Я историк быта XX века и нередко сталкиваюсь с вопросами о советских повседневных практиках. При попытке пересказать их нынешней аудитории я ловлю лёгкое недоумение в взглядах слушателей: привычки предков кажутся им фантастическими. Коллективная уборка Субботники зародились ещё на заре гражданской войны, но в послевоенные десятилетия обрели особый вес. Люди добровольно-обязательно выходили на улицу с мётлами […]
Я историк быта XX века и нередко сталкиваюсь с вопросами о советских повседневных практиках. При попытке пересказать их нынешней аудитории я ловлю лёгкое недоумение в взглядах слушателей: привычки предков кажутся им фантастическими.
Коллективная уборка
Субботники зародились ещё на заре гражданской войны, но в послевоенные десятилетия обрели особый вес. Люди добровольно-обязательно выходили на улицу с мётлами и баграми, белили бордюры, разбирали строительный мусор. Я не раз беседовал с участниками: они помнят запах свежей извести и громкоговоритель, транслировавший бодрый марш. В их рассказах проскакивает гордость, ведь трудовой порыв воспринимался отражением идеального Homo Sovieticus.
Очередь как ритуал
Феномен бесконечной очереди оброс собственным этикетом. Табличка «Последний?» достаточно громкого вопроса служила устной записью. Система работала без писаных инструкций: каждый внимательно отслеживал своё положение, передавая эстафету новичкам. Со стороны конструкция напоминала живой организм, поддерживающий равновесие посредством коллективной памяти. Эта практика выковала термин «толкучка», который включён в академический словарь XVII тома.

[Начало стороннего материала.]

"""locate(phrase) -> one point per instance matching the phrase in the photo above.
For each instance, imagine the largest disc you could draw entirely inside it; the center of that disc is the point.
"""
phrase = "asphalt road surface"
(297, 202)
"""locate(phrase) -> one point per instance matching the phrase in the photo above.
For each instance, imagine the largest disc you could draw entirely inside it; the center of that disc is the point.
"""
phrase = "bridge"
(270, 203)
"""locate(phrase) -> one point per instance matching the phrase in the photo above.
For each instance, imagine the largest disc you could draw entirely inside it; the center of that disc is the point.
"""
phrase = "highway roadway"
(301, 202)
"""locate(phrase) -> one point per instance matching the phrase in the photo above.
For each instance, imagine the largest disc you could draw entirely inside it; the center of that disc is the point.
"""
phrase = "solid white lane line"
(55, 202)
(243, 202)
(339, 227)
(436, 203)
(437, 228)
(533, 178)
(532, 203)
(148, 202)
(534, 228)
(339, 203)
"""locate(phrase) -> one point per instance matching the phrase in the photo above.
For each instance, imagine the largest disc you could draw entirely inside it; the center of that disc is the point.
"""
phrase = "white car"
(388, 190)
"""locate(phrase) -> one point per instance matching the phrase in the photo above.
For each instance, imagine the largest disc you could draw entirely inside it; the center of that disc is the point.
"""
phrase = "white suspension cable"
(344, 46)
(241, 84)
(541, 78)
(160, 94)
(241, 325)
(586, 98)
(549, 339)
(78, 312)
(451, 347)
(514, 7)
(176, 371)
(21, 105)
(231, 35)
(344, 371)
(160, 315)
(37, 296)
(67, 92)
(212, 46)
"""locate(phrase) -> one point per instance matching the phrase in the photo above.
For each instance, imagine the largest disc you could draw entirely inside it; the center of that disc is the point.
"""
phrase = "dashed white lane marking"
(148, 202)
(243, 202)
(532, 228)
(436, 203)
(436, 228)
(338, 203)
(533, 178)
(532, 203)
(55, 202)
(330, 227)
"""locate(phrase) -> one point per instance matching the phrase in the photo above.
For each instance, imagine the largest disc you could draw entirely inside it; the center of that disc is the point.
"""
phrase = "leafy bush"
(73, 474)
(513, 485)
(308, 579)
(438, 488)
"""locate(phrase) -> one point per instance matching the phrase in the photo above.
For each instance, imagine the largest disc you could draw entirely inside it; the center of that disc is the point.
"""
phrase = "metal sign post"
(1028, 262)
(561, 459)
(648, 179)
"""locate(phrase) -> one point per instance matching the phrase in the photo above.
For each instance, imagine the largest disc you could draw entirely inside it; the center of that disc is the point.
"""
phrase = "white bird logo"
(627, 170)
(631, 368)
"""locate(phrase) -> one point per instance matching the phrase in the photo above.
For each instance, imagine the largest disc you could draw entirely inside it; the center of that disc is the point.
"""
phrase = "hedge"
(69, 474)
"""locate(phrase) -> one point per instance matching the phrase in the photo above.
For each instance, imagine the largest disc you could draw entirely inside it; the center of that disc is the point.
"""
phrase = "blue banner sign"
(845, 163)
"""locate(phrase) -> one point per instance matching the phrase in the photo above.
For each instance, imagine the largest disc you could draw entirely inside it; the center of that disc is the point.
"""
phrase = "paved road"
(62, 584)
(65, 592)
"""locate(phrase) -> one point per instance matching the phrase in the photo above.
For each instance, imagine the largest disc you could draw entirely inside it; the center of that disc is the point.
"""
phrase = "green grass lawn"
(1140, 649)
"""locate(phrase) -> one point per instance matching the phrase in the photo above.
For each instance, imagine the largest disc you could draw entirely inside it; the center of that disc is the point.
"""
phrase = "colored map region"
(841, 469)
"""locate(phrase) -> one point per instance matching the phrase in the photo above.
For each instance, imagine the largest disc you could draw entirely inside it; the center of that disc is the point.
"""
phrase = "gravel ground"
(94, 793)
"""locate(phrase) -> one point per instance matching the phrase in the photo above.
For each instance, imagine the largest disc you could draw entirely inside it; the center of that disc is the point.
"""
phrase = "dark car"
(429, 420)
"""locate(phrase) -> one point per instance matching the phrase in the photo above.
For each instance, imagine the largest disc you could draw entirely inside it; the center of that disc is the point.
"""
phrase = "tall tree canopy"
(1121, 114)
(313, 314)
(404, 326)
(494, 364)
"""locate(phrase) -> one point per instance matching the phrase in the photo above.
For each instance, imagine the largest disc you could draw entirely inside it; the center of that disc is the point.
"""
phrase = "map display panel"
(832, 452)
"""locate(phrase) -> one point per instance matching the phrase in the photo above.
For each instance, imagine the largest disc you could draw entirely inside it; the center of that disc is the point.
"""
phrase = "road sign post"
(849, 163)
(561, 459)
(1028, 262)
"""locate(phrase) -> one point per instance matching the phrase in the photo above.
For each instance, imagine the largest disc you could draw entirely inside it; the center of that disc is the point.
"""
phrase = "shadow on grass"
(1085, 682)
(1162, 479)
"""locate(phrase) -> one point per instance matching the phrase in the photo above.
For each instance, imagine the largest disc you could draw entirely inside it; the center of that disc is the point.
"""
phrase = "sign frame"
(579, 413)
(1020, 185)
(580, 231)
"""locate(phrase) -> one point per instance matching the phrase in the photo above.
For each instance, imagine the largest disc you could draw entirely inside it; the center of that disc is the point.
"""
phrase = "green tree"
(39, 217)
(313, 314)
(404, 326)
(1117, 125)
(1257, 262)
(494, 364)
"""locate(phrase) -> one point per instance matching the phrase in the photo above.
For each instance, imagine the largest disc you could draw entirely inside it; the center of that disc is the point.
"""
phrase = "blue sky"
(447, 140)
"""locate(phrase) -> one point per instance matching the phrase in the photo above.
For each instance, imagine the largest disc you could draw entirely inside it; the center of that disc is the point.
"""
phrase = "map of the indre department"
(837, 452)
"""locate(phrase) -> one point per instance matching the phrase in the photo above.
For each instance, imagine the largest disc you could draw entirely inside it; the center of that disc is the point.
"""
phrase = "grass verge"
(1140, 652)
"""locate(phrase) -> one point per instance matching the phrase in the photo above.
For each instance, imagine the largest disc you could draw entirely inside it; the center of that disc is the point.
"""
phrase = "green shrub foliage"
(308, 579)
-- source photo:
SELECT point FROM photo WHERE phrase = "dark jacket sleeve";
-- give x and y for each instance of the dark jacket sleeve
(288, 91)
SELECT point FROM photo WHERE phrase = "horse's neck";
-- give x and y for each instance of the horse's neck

Я нашёл в архивах методические брошюры, объяснявшие правильное стояние, где оговаривалось, что выход за хлебом занимает четыре-пять часов, следовательно дети берутся с собой для взаимозамены. Трудно представить ситуацию, когда ребёнок знает подшивные номера колбасы.
Культ упаковки
Полиэтиленовый пакет стоил дороже батона. После похода в универмаг хозяйка аккуратно промывала его хозяйственным мылом, сушила на верёвке, потом прятала в сервант. Сетчатая авоська, сплетённая из капроновых нитей, служила многоразовым пакетодержателем. Многослойная смятка превращалась в фетиш, сравнимый с заграничным альманахом. По схожей схеме обращались с бутылками из-под кефира: стеклянная тара обменивалась на залоговую марку, поэтому дома держали целый алебастровый ряд чистых бутылей.
Коммунальная квартира, или виртхаус* по ленинградской терминологии, объединяла незнакомые семьи за одной стеной. Расписание очередей к газовой колонке писали на обороте старых афиш. Тонкий скрип половиц служил сигналом, предупреждающим соседей о чужом визите, поэтому умение ходить по «тихому маршруту» передавалось как семейная тайна.
Виртхаус — жаргонное слово, образованное от немецкого Wirtshaus, означающее гостевой дом.
Я особенно ценю сохранившиеся «дежурные тетради» — самиздатские журналы, где отмечались проступки жильцов: лишняя минута под душем, громкая радиоточка, самовольный гость в ночное время. Документальный пласт полностью меняет наше представление о частной сфере.
Бытовые весы на улицах — ещё один забытый атрибут. За две копейки прохожий получал картонный талон с весом и рекомендацией диетолога. Процедура придавала будням оттенок научной заботы о теле.
Отдельного внимания заслуживают «ленинградские нитки» — метафора для проводов городского радиовещания. Колонки висели в каждом коридоре, сообщали планы Пятилетки, сопровождали утреннюю гимнастику, забирали тишину.
Перечисленные практики иллюстрируют принцип коллективности, пронизывавший каждый санузел, каждую очередь, каждую субботу. Погружаясь в анкетные данные, дневники, протоколы, я вижу не курьёз, а стройную систему самоорганизации, где материальный дефицит компенсировался ритуалом.